Herath had just begun, here and everywhere. The whole village, wherever each was, was a family. The festivity was shared than nuclear. There was a strange feeling of togetherness that could be felt lingering in spring air. Life abounded.
It was a batta bod-doh that ceased to be batta-centric, particularly on salaam – the day following the evening when vatuk was taken to yarbal and filled with water for puja later; all walnuts clattering inside as if attempting to break out of their shells. This continuous rattling of walnuts is what we had been brought up with year after year.
Salaam was Eid; all friends and families dropping by from wherever they could. Some friends and some families could fail, but one person never did – Ghulam Rasool, the class forth employee at this school in Khaag, Beeru, who had become friends with father on his short posting there. Ghulam Rasool would not forget to bring in a load of razma that we would relish throughout the year.
Ghulam Rasool, a semi-educated person, was extremely soft-spoken, so respectful and so well-mannered that even we would feel ashamed of doing a lot of prittle–prattle in his presence.
Same was true for Saedr-maas, a totally illiterate woman from the village nearby, who would shadow mom most of the day.
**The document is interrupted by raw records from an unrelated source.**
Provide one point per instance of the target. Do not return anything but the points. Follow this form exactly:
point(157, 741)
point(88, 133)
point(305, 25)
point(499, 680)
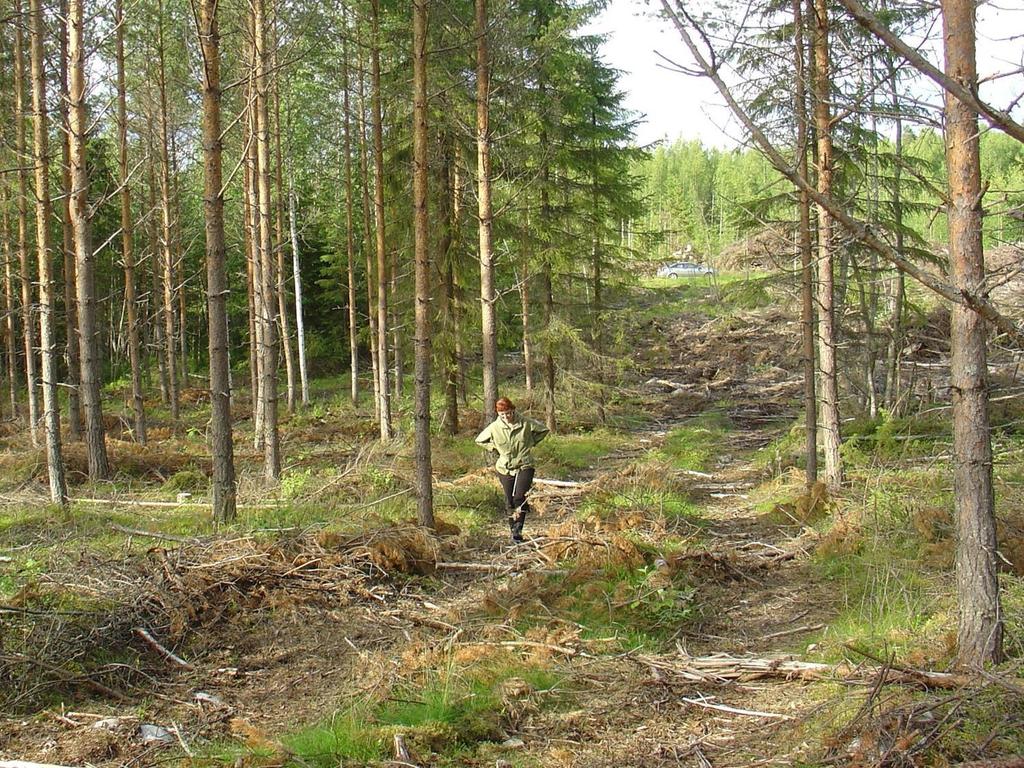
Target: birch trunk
point(828, 394)
point(488, 327)
point(424, 479)
point(268, 352)
point(68, 243)
point(527, 346)
point(8, 307)
point(51, 406)
point(170, 356)
point(353, 341)
point(286, 332)
point(300, 326)
point(445, 251)
point(252, 290)
point(806, 254)
point(94, 438)
point(156, 270)
point(387, 429)
point(127, 247)
point(368, 254)
point(22, 155)
point(213, 205)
Saedr-maas would change her course or turn aside if a village elder entered home. She knew the meaning of dignity and also knew how to keep hers or accord the same to others.
Respect in Kashmir meant a different mindset. In India, where we have to celebrate shallow heraths now (we assume taps as yarbal), respect means nothing. I am yet to find someone, around whose shoulders I could wrap my arms, give a hug and say, "Wow, you have reminded me of Ghulam Rasool and Saedr-maas".
If the thought is outdated, it is too late for me to change it now. Two countries' territorial war has ruined two communities and shattered the very fabric of their lives. The ensuing conflict has robbed us of our rich legacy and timeless culture. This is the truth. If this is not, I would like to be told what is. If it is, then why shouldn't I remember home on herath?